Ai sensi del combinato disposto dell'articolo 6 della l. n. 87 dell'11 marzo 1953 e dell'articolo 7 del Regolamento Generale della Corte costituzionale, «la Corte elegge a scrutinio segreto sotto la presidenza del giudice più anziano di carica [e] a maggioranza dei suoi componenti il Presidente».
Nel caso in cui nessuno ottenga la maggioranza si procede a una nuova votazione e, dopo di questa, eventualmente, alla votazione di ballottaggio tra i candidati che hanno ottenuto il maggior numero di voti e si proclama eletto chi abbia riportato la maggioranza. In caso di parità è proclamato presidente il più anziano di carica e, in mancanza, il più anziano di età.
Dopo l'elezione, il presidente della Corte deve comunicare immediatamente la sua nomina al presidente della Repubblica, al presidente della Camera dei Deputati, al presidente del Senato della Repubblica e al presidente del Consiglio dei ministri, ai sensi dell'articolo 6, comma 3, della l. n. 87/1953.
Il presidente, in ossequio al disposto dell'articolo 135, comma 5, della Costituzione, «rimane in carica per un triennio, ed è rieleggibile, fermi in ogni caso i termini di scadenza dall'ufficio di giudice».
Fino alla modifica del'art. 135, avvenuta nel 1967, il presidente durava in carica quattro anni ed era rieleggibile.
Il presidente della Corte, che è la quinta carica dello Stato, è scelto per una prassi invalsa fra i giudici che stanno concludendo il mandato, in modo da garantire una certa mobilità della carica. Durante l'elezione del presidente, per evitare che le preferenze espresse dai giudici siano conosciute all'esterno, le schede di voto vengono bruciate subito dopo la votazione nel caminetto della Camera di Consiglio.

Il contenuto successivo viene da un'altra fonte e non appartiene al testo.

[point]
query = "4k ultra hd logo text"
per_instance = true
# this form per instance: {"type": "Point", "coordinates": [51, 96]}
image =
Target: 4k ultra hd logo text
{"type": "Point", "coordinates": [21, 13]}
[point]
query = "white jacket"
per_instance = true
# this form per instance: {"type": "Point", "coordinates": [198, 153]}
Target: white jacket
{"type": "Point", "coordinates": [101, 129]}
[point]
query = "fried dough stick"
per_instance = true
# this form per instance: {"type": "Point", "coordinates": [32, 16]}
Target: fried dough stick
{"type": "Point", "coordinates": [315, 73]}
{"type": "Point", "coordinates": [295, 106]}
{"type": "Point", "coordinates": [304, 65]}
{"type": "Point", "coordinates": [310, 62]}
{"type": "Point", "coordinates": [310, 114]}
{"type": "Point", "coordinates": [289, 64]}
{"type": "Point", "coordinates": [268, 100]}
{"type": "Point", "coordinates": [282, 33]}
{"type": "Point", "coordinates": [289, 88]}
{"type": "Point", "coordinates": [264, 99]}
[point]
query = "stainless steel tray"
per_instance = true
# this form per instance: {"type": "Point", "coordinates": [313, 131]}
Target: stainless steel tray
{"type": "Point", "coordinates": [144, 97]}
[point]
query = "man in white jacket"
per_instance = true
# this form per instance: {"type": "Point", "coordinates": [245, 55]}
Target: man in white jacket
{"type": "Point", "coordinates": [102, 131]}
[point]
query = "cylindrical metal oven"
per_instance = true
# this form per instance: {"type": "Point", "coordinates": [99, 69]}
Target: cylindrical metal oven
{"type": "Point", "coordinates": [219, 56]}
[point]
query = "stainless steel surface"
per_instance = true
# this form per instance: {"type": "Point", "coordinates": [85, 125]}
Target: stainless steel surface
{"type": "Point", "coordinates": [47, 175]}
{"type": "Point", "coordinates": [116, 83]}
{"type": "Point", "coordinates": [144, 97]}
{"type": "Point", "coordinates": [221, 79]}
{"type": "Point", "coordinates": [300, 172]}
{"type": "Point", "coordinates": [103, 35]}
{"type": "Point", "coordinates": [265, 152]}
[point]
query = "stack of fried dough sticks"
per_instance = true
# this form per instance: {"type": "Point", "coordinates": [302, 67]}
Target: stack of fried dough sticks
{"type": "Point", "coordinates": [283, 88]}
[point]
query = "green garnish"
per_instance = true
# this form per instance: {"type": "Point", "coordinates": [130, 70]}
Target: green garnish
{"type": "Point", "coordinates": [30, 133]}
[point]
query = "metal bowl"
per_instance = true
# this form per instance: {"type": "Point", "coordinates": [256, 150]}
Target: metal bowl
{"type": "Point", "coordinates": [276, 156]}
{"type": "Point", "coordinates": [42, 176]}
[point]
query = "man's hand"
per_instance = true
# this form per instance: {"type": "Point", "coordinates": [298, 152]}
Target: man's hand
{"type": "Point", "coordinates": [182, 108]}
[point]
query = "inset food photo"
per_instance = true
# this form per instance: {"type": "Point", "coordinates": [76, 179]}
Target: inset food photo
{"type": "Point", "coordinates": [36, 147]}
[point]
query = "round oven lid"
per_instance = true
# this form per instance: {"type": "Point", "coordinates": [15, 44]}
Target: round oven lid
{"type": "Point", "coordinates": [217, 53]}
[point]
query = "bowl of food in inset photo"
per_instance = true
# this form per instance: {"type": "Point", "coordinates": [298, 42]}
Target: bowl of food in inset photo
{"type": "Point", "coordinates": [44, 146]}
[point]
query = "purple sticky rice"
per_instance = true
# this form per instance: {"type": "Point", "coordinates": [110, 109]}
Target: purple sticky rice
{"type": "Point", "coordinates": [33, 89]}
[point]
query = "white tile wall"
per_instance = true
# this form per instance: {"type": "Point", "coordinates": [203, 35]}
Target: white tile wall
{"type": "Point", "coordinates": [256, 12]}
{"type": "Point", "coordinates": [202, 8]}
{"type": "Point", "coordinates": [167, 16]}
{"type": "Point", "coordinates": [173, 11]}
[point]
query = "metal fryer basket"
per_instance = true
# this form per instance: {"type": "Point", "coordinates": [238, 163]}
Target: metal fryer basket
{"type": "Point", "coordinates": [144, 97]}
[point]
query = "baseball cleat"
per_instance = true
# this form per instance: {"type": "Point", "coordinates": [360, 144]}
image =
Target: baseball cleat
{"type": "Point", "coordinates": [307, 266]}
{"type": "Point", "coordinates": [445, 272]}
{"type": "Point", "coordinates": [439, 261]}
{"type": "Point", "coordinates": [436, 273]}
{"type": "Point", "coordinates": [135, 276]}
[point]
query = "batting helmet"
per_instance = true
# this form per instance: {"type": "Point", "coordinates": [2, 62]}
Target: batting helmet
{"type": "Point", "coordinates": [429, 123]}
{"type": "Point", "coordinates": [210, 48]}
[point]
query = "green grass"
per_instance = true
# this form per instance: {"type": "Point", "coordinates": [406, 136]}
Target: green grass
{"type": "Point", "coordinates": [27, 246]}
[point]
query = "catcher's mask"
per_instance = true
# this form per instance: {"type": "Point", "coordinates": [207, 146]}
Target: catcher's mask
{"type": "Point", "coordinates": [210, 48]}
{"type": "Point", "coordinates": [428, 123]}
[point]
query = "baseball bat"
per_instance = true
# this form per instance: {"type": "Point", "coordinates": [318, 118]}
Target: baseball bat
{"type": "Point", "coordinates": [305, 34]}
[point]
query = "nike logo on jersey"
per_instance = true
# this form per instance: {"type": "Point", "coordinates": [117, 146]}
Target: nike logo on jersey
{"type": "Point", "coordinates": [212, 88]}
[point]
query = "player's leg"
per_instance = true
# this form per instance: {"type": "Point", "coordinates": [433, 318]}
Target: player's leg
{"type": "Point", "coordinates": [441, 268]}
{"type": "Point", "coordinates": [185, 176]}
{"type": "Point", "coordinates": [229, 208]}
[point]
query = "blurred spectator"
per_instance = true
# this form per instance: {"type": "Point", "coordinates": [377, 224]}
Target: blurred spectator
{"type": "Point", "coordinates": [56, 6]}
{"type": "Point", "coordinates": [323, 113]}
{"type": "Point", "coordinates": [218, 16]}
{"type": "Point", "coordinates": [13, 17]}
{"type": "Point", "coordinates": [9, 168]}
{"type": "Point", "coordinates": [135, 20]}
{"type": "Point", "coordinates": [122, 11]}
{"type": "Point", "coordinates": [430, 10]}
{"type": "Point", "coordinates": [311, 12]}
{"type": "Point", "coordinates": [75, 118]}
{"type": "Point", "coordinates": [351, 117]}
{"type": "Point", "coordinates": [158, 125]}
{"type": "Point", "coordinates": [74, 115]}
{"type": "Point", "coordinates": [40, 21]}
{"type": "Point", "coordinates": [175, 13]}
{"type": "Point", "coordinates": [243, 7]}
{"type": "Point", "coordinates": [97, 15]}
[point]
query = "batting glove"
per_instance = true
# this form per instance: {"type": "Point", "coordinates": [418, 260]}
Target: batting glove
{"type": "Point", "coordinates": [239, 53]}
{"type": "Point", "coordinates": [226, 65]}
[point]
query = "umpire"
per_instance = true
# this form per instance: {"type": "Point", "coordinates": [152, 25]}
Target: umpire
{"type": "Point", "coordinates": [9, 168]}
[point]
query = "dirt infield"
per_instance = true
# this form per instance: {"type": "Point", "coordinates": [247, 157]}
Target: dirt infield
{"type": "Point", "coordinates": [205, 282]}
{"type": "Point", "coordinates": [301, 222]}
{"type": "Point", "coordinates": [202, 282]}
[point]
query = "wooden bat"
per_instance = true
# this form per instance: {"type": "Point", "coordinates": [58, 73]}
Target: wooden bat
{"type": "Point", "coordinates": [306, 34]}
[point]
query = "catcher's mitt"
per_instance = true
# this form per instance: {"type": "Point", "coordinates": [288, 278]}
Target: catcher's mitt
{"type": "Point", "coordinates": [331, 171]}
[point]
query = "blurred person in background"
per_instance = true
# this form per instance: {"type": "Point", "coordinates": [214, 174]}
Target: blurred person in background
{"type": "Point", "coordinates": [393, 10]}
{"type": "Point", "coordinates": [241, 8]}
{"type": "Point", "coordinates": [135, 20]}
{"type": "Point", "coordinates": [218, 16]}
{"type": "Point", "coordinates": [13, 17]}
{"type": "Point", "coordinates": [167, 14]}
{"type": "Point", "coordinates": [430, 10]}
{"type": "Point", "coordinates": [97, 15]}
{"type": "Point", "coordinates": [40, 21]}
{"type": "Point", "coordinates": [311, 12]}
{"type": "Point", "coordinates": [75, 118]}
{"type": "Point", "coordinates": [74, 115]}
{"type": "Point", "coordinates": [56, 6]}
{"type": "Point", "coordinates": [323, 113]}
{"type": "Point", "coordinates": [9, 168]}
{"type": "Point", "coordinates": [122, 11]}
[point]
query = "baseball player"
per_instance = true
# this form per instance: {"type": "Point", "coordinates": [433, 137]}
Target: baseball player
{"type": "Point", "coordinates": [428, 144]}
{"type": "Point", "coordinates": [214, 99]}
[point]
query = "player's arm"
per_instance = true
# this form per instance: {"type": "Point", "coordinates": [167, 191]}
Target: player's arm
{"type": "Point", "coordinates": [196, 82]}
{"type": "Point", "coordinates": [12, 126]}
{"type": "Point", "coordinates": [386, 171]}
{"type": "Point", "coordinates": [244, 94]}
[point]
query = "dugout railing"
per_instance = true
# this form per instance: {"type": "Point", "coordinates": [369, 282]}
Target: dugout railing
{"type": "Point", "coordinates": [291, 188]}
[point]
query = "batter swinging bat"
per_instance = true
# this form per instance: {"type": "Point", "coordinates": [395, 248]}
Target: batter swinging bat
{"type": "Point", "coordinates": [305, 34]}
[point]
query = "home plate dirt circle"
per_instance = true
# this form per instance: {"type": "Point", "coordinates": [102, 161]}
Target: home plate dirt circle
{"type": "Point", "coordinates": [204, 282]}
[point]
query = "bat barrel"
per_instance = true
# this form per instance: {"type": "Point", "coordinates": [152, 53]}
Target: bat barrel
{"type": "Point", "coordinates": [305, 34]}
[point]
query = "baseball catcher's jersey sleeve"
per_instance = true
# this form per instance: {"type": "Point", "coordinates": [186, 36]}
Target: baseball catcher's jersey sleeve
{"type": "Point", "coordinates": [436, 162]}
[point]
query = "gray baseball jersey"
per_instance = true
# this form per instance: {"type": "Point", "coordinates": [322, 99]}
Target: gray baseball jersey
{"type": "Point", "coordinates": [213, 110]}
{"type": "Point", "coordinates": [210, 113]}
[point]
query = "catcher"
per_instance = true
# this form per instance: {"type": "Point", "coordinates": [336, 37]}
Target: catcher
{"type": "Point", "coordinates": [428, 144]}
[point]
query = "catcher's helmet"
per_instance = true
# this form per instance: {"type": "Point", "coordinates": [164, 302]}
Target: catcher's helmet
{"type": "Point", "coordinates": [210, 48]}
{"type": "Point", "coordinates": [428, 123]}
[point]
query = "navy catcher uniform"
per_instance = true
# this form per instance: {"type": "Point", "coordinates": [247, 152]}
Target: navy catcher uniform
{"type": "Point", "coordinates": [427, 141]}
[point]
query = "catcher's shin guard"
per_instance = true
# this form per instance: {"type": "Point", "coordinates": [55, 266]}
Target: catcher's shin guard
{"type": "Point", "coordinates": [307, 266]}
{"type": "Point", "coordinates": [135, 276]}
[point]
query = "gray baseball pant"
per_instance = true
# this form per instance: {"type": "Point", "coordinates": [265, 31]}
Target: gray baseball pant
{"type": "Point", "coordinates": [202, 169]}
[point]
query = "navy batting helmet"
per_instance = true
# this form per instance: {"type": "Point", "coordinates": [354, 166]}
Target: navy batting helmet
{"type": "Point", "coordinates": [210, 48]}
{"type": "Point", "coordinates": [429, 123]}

Il presidente della Corte costituzionale svolge svariate funzioni fra le quali risaltano:
  • la nomina di un giudice per l'istruzione e la relazione nei giudizi di legittimità costituzionale e la convocazione della Corte per la discussione entro i successivi venti giorni, ai sensi dell'articolo 26 della l. n. 87/1953;
  • la facoltà di ridurre i termini dei procedimenti nei casi in cui lo ritenga necessario, ai sensi dell'articolo 9 della legge costituzionale n. 1/1953;
  • la fissazione con decreto del giorno dell'udienza pubblica della Corte, ai sensi dell'articolo 8 delle norme integrative del 2008;
  • la facoltà di regolare la discussione e di determinare i punti più importanti sui quali essa deve svolgersi, ai sensi dell'articolo 17, comma 2, delle norme integrative del 2008;
  • la facoltà di votare per ultimo nelle deliberazioni delle ordinanze e delle sentenze e, in caso di parità di voti, la prevalenza della sua preferenza (tranne nei giudizi di accusa nei quali – in ossequio all'articolo 28 della l. n. 20/1962 – «prevale l'opinione più favorevole all'accusato»[), ai sensi dell'articolo 17, comma 3, delle norme integrative del 2008.

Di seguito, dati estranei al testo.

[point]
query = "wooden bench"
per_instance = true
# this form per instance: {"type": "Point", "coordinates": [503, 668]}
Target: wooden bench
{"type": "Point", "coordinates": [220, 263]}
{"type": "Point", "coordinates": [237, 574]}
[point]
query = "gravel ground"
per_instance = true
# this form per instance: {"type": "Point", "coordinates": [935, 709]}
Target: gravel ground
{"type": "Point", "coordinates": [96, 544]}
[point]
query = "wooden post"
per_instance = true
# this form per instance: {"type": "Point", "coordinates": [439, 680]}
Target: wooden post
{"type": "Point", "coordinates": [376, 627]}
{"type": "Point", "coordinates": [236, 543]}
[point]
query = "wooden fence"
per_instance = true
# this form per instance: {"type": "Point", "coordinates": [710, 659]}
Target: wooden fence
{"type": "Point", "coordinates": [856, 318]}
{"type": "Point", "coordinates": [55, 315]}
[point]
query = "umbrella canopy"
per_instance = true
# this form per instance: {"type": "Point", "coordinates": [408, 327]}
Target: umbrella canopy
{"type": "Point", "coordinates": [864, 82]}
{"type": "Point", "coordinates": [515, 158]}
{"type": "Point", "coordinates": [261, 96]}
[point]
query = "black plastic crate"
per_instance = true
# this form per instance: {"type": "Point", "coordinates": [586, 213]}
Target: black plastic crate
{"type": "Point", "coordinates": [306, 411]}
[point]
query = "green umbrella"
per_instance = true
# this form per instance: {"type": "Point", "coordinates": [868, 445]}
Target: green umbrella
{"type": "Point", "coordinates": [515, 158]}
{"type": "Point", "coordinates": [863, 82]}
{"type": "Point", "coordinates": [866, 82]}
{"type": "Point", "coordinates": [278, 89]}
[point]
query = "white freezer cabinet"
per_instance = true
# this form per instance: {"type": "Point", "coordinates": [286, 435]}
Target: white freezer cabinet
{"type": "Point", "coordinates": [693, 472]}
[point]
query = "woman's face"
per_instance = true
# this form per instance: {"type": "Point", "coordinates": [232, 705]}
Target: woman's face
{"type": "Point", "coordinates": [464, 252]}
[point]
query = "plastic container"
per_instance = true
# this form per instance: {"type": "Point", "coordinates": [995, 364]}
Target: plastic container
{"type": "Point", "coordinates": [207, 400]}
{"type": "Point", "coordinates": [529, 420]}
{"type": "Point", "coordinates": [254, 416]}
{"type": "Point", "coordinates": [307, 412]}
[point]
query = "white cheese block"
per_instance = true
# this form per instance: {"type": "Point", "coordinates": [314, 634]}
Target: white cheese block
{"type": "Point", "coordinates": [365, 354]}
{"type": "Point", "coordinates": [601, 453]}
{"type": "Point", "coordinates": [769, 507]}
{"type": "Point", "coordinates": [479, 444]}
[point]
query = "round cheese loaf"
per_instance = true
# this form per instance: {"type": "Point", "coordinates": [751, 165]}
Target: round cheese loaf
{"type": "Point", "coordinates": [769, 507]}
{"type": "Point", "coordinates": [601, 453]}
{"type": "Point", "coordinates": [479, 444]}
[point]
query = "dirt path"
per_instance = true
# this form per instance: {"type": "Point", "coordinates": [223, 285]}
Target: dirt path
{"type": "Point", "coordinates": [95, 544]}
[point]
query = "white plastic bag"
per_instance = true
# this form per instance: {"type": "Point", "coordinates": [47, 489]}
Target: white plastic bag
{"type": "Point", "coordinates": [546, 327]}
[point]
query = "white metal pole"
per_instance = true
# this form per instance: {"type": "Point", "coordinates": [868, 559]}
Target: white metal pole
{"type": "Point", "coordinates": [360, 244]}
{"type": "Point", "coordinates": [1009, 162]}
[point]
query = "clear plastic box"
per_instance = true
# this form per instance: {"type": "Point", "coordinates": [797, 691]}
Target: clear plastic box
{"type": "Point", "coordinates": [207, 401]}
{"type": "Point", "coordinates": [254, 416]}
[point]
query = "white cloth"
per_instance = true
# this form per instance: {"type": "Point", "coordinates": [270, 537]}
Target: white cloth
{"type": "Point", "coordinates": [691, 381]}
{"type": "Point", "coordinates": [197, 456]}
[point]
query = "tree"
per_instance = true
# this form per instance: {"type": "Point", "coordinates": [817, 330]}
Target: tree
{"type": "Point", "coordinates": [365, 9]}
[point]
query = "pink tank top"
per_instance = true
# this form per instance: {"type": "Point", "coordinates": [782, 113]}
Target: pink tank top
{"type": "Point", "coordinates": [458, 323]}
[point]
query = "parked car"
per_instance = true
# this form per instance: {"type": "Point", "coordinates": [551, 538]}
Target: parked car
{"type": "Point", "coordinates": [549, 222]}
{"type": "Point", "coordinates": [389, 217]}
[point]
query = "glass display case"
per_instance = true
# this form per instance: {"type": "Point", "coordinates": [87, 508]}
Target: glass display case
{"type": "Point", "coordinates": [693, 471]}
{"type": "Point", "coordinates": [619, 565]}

Le attribuzioni conferite dalla legge e dai regolamenti al presidente della Corte, se formalmente lo pongono come primus inter pares rispetto agli altri giudici, sostanzialmente lo pongono in una posizione di effettiva preminenza, seppur non assoluta, ma tale da consentirgli di assolvere a una funzione d'impulso e di coordinamento dei lavori della Corte, oltre che d'influenzare i giudizi di legittimità costituzionale, pur nell'osservanza del principio di collegialità cui s'informa l'attività della Consulta.
 
Ai sensi dell'articolo 6, comma 4, della l. 87/1953, «il Presidente, subito dopo l'insediamento nella carica, designa un giudice destinato a sostituirlo per il tempo necessario in caso di impedimento». Dal 1971 questo giudice assume formalmente il titolo di vicepresidente.
Inoltre dal 1996, al giudice più anziano che presiede la Corte in caso di assenza del presidente e del vicepresidente può essere conferito dalla Corte il titolo di vicepresidente.